Television has entertained America, television has ensorcelled America, and with the election of Donald J. Trump, television has conquered America. In Audience of One, New York Times chief television critic James Poniewozik traces the history of TV and mass media from the Reagan era to today, explaining how a volcanic, camera-hogging antihero merged with America’s most powerful medium to become our forty-fifth president.
In the tradition of Neil Postman’s masterpiece Amusing Ourselves to Death, Audience of One shows how American media have shaped American society and politics, by interweaving two crucial stories. The first story follows the evolution of television from the three-network era of the 20th century, which joined millions of Americans in a shared monoculture, into today’s zillion-channel, Internet-atomized universe, which sliced and diced them into fractious, alienated subcultures. The second story is a cultural critique of Donald Trump, the chameleonic celebrity who courted fame, achieved a mind-meld with the media beast, and rode it to ultimate power.

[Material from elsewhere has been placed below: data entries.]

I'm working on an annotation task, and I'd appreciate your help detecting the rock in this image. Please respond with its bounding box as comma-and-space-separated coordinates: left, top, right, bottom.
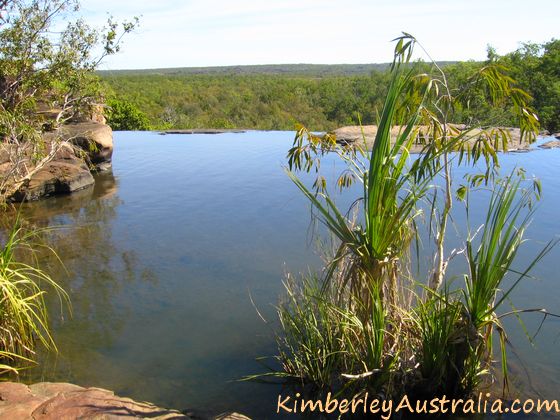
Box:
330, 125, 378, 146
58, 121, 114, 170
0, 382, 192, 419
553, 132, 560, 139
330, 125, 527, 152
160, 129, 246, 135
215, 413, 251, 420
330, 124, 466, 152
539, 140, 560, 149
9, 148, 94, 202
0, 382, 252, 419
28, 382, 84, 398
1, 120, 114, 202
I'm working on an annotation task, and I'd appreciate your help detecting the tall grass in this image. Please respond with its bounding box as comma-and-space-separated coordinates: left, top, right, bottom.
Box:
0, 217, 68, 374
461, 175, 557, 392
273, 272, 394, 395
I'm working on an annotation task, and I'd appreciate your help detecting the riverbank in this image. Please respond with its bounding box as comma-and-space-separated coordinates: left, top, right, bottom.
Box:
0, 382, 250, 420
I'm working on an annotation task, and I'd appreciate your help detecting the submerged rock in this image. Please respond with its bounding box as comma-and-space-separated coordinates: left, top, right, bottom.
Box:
160, 129, 246, 135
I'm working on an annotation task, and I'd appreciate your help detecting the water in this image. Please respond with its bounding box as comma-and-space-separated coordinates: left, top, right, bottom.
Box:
9, 131, 560, 418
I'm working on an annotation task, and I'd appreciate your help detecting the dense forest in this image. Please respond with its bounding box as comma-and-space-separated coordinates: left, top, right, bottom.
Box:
100, 40, 559, 133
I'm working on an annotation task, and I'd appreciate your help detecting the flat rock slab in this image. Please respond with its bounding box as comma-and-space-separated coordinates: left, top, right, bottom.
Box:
539, 140, 560, 149
0, 382, 250, 420
9, 157, 94, 202
331, 125, 528, 152
0, 382, 188, 419
159, 129, 246, 135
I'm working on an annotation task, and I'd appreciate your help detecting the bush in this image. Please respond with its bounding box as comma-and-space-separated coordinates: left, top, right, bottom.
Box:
105, 99, 151, 131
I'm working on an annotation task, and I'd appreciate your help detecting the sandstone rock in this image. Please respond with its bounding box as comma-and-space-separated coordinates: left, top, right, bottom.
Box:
215, 413, 252, 420
0, 382, 192, 420
9, 154, 94, 202
330, 125, 378, 146
330, 125, 527, 152
0, 140, 98, 202
553, 132, 560, 139
28, 382, 84, 398
1, 121, 114, 201
58, 121, 114, 170
539, 140, 560, 149
331, 124, 465, 152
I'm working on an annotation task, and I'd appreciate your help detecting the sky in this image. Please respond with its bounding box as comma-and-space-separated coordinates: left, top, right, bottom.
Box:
77, 0, 560, 70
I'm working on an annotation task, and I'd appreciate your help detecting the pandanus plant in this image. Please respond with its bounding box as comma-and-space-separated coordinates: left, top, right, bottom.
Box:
263, 33, 555, 399
287, 37, 432, 319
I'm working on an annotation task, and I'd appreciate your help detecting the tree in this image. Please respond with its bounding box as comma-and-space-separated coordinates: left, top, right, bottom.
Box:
0, 0, 137, 199
105, 99, 150, 131
499, 39, 560, 133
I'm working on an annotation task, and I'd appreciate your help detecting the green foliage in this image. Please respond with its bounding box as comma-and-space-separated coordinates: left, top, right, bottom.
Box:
259, 34, 556, 402
105, 99, 150, 131
99, 41, 558, 132
0, 0, 134, 371
100, 72, 391, 131
0, 0, 137, 201
269, 273, 391, 392
0, 0, 136, 129
414, 292, 463, 395
274, 274, 343, 386
498, 39, 560, 132
286, 50, 432, 315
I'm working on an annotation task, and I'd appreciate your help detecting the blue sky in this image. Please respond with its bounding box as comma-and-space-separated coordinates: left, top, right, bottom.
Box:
78, 0, 560, 70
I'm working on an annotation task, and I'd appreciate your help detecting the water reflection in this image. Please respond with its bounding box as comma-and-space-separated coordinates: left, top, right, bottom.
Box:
8, 171, 158, 387
0, 132, 557, 419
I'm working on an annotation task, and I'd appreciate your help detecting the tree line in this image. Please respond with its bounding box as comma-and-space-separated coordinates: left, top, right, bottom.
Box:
101, 40, 559, 133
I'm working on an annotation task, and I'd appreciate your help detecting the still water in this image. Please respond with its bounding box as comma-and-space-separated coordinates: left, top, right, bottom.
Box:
13, 131, 560, 418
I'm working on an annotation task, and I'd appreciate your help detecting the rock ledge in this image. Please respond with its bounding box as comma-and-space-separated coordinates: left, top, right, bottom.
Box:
0, 382, 250, 420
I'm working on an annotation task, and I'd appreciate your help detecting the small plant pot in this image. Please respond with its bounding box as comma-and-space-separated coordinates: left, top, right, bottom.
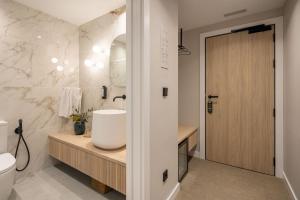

Braiding together these disparate threads, Poniewozik combines a cultural history of modern America with a revelatory portrait of the most public American who has ever lived. Reaching back to the 1940s, when Trump and commercial television were born, Poniewozik illustrates how Donald became “a character that wrote itself, a brand mascot that jumped off the cereal box and entered the world, a simulacrum that replaced the thing it represented.” Viscerally attuned to the media, Trump shape-shifted into a boastful tabloid playboy in the 1980s; a self-parodic sitcom fixture in the 1990s; a reality-TV “You’re Fired” machine in the 2000s; and finally, the biggest role of his career, a Fox News–obsessed, Twitter-mad, culture-warring demagogue in the White House.
Poniewozik deconstructs the chaotic Age of Trump as the 24-hour TV production that it is, decoding an era when politics has become pop culture, and vice versa. Trenchant and often slyly hilarious, Audience of One is a penetrating and sobering review of the raucous, raging, farcical reality show—performed for the benefit of an insomniac, cable-news-junkie “audience of one”—that we all came to live in, whether we liked it or not.